The fgetc_unlocked function is equivalent to the fgetc function except that it does not implicitly lock the stream.

— Function: wint_t fgetwc_unlocked (FILE *stream)

The fgetwc_unlocked function is equivalent to the fgetwc function except that it does not implicitly lock the stream.

This function is a GNU extension.

— Function: int getc (FILE *stream)

This is just like fgetc, except that it is permissible (and typical) for it to be implemented as a macro that evaluates the stream argument more than once. getc is often highly optimized, so it is usually the best function to use to read a single character.

— Function: wint_t getwc (FILE *stream)

This is just like fgetwc, except that it is permissible for it to be implemented as a macro that evaluates the stream argument more than once. getwc can be highly optimized, so it is usually the best function to use to read a single wide character.

— Function: int getc_unlocked (FILE *stream)

The getc_unlocked function is equivalent to the getc function except that it does not implicitly lock the stream.

— Function: wint_t getwc_unlocked (FILE *stream)

The getwc_unlocked function is equivalent to the getwc function except that it does not implicitly lock the stream.

This function is a GNU extension.

— Function: int getchar (void)

The getchar function is equivalent to getc with stdin as the value of the stream argument.

— Function: wint_t getwchar (void)

The getwchar function is equivalent to getwc with stdin as the value of the stream argument.

— Function: int getchar_unlocked (void)

The getchar_unlocked function is equivalent to the getchar function except that it does not implicitly lock the stream.

— Function: wint_t getwchar_unlocked (void)

The getwchar_unlocked function is equivalent to the getwchar function except that it does not implicitly lock the stream.

This function is a GNU extension.

Here is an example of a function that does input using fgetc. It would work just as well using getc instead, or using getchar () instead of fgetc (stdin).
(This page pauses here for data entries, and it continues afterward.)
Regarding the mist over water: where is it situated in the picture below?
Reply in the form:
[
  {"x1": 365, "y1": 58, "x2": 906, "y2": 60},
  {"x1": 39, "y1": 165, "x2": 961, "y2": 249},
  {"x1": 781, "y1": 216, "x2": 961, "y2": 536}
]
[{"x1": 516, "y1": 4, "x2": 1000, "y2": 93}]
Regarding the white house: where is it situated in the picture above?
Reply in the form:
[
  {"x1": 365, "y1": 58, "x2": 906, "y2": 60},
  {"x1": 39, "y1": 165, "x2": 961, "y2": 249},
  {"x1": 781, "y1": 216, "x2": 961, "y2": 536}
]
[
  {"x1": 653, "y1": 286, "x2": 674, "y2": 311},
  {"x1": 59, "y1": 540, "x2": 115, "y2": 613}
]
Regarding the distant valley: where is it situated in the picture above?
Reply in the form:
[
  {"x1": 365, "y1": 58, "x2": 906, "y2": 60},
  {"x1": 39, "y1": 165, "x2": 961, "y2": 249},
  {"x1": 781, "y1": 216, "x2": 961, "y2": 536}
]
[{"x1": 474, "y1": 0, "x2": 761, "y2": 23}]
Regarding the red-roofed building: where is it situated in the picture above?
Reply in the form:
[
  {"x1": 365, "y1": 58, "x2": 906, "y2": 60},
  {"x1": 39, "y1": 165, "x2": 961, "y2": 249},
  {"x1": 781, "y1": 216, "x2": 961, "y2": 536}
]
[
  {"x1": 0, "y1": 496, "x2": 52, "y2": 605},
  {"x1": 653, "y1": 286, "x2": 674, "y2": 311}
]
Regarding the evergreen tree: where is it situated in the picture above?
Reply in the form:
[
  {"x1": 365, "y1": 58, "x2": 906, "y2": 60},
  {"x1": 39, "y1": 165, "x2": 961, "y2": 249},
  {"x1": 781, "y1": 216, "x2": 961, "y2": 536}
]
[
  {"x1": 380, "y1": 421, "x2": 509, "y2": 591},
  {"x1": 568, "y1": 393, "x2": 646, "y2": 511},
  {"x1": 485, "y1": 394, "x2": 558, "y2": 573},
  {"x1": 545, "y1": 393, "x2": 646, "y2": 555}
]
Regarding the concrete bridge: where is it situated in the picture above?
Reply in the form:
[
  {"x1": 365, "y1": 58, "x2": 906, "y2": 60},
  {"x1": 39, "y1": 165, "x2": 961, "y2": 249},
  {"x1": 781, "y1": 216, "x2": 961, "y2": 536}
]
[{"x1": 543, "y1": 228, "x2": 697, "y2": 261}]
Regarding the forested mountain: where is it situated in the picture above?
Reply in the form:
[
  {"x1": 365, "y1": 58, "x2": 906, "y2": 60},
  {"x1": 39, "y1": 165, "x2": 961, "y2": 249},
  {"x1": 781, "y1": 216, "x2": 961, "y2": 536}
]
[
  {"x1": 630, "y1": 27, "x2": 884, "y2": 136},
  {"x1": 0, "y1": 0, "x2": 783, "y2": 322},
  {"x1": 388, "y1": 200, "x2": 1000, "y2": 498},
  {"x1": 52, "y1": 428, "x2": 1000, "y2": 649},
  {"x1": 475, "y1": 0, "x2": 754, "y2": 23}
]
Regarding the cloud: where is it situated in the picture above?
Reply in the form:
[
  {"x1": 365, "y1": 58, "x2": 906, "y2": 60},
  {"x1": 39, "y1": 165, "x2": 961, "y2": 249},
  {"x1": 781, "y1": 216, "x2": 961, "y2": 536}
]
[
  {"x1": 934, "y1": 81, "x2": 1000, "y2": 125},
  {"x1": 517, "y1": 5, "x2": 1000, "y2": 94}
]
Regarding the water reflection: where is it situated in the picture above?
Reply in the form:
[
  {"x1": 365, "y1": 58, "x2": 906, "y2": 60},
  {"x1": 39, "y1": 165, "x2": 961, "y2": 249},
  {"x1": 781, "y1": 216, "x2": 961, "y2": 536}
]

The code would also work the same for the wide character stream functions.

     int
     y_or_n_p (const char *question)
     {
       fputs (question, stdout);
       while (1)
         {
           int c, answer;
           /* Write a space to separate answer from question. */
           fputc (' ', stdout);
           /* Read the first character of the line.
              This should be the answer character, but might not be. */
           c = tolower (fgetc (stdin));
           answer = c;
           /* Discard rest of input line. */
           while (c != '\n' && c != EOF)
             c = fgetc (stdin);
           /* Obey the answer if it was valid. */
           if (answer == 'y')
             return 1;
           if (answer == 'n')
             return 0;
           /* Answer was invalid: ask for valid answer. */
           fputs ("Please answer y or n:", stdout);
         }
     }
— Function: int getw (FILE *stream)

This function reads a word (that is, an int) from stream. It's provided for compatibility with SVID. We recommend you use fread instead (see Block Input/Output). Unlike getc, any int value could be a valid result. getw returns EOF when it encounters end-of-file or an error, but there is no way to distinguish this from an input word with value -1.